Murone Julie N, Rodgers Brandon, Moyer Matthew T
Division of Gastroenterology and Hepatology, Penn State Milton S. Hershey Medical Center, Hershey, Pennsylvania, USA.
VideoGIE. 2025 Apr 21;10(9):499-503. doi: 10.1016/j.vgie.2025.04.008. eCollection 2025 Sep.
Colon polyps associated with long-standing inflammation from inflammatory bowel disease (IBD) are prone to develop submucosal fibrosis. This underlying fibrosis from chronic inflammation can make dysplastic mass lesions difficult to resect. Using a distal cap attachment when performing EMR for removal of these fibrotic and scarred-down lesions can be advantageous.

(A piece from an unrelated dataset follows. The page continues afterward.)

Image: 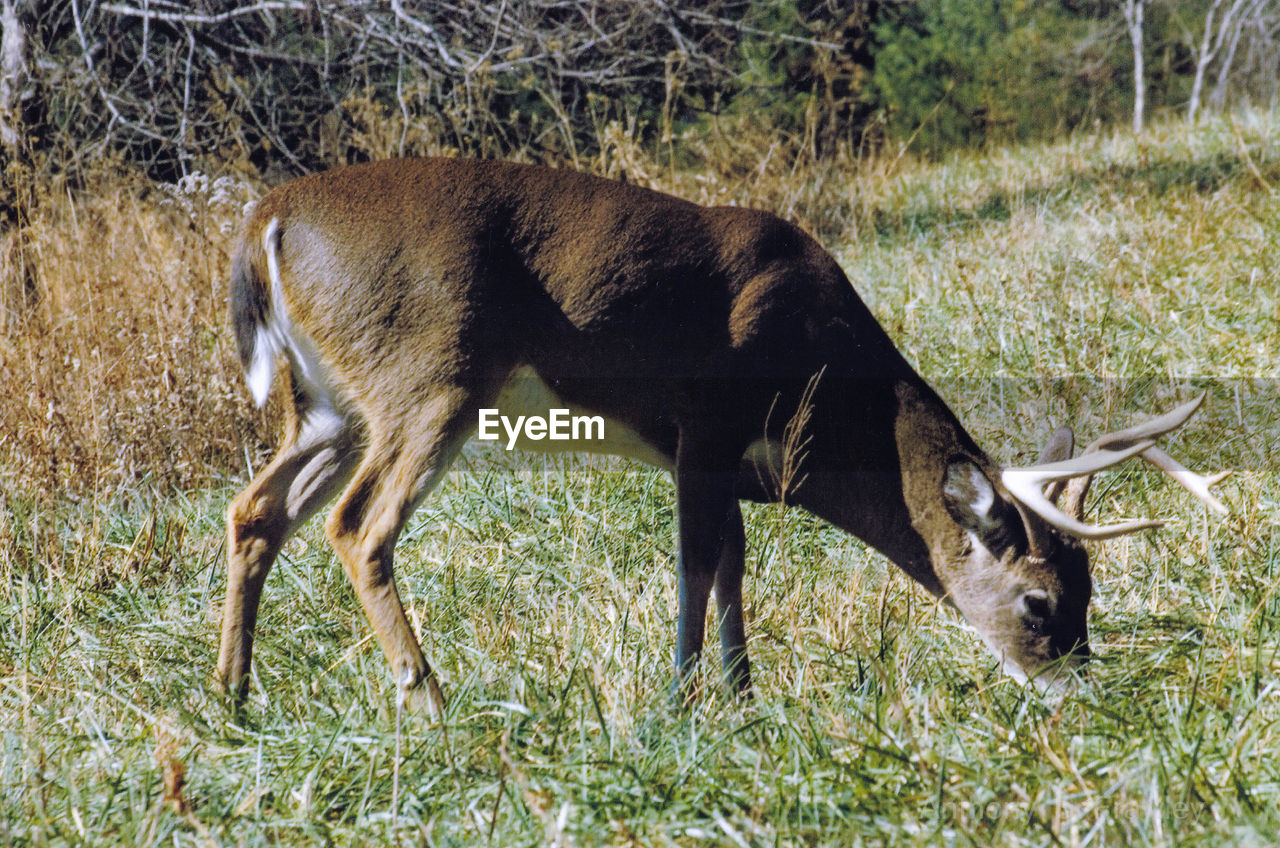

Three representative cases of dysplastic, IBD-associated, colon mass lesions resected by cap-assisted EMR were selected from a previously reported case series for demonstration purposes. Lesions are first evaluated for malignant features, and if none are present, lifting is attempted but often fails to lift the lesion. The cold or hot snare is placed over the lesion, and suction is used to bring the target tissue through the snare and into the clear distal cap attachment. The snare is blindly closed, suction released, and the amount of tissue captured is evaluated. If appropriate, the snare is slightly lifted away from the wall to limit the amount of thermal exposure to the muscularis propria and then subsequently transects the tissue. This process is completed until the lesion is completely removed. Thermal treatment is performed to the lesion edges and any nodularity.
Three cases are presented demonstrating cap-assisted EMR for adherent dysplastic lesions in patients with IBD, with a fourth case included as an example of a type IV muscle injury occurring and treated during cap-assisted EMR.
Distal cap-assisted EMR is a safe and effective technique that can be used in patients with IBD with tacked-down, fibrotic, dysplastic lesions attributable to submucosal fibrosis. However, it is important for endoscopists to be comfortable with lesion recognition as well as recognizing and managing related muscle injuries with a low-threshold for closure of the resection site.
炎症性肠病(IBD)相关的长期炎症所伴发的结肠息肉易于发生黏膜下纤维化。这种慢性炎症导致的潜在纤维化会使发育异常的肿块性病变难以切除。在对这些纤维化且瘢痕化的病变进行内镜黏膜切除术(EMR)时使用远端帽附件可能具有优势。
从先前报道的病例系列中选取3例通过帽辅助EMR切除的IBD相关发育异常结肠肿块性病变的代表性病例用于演示。首先对病变进行恶性特征评估,若不存在恶性特征,则尝试提起病变,但通常无法提起。将冷圈套器或热圈套器置于病变上方,利用吸引使目标组织穿过圈套器进入透明的远端帽附件。盲目闭合圈套器,释放吸引,评估捕获的组织量。若合适,将圈套器从肠壁略微提起以限制对固有肌层的热暴露量,随后切断组织。重复此过程直至病变完全切除。对病变边缘及任何结节进行热处理。
展示了3例IBD患者中使用帽辅助EMR切除粘连性发育异常病变的病例,还纳入了第4例作为帽辅助EMR过程中发生并处理的IV型肌肉损伤的示例。
远端帽辅助EMR是一种安全有效的技术,可用于患有因黏膜下纤维化导致的固定、纤维化、发育异常病变的IBD患者。然而,内镜医师熟悉病变识别以及识别和处理相关肌肉损伤并对切除部位闭合保持低阈值至关重要。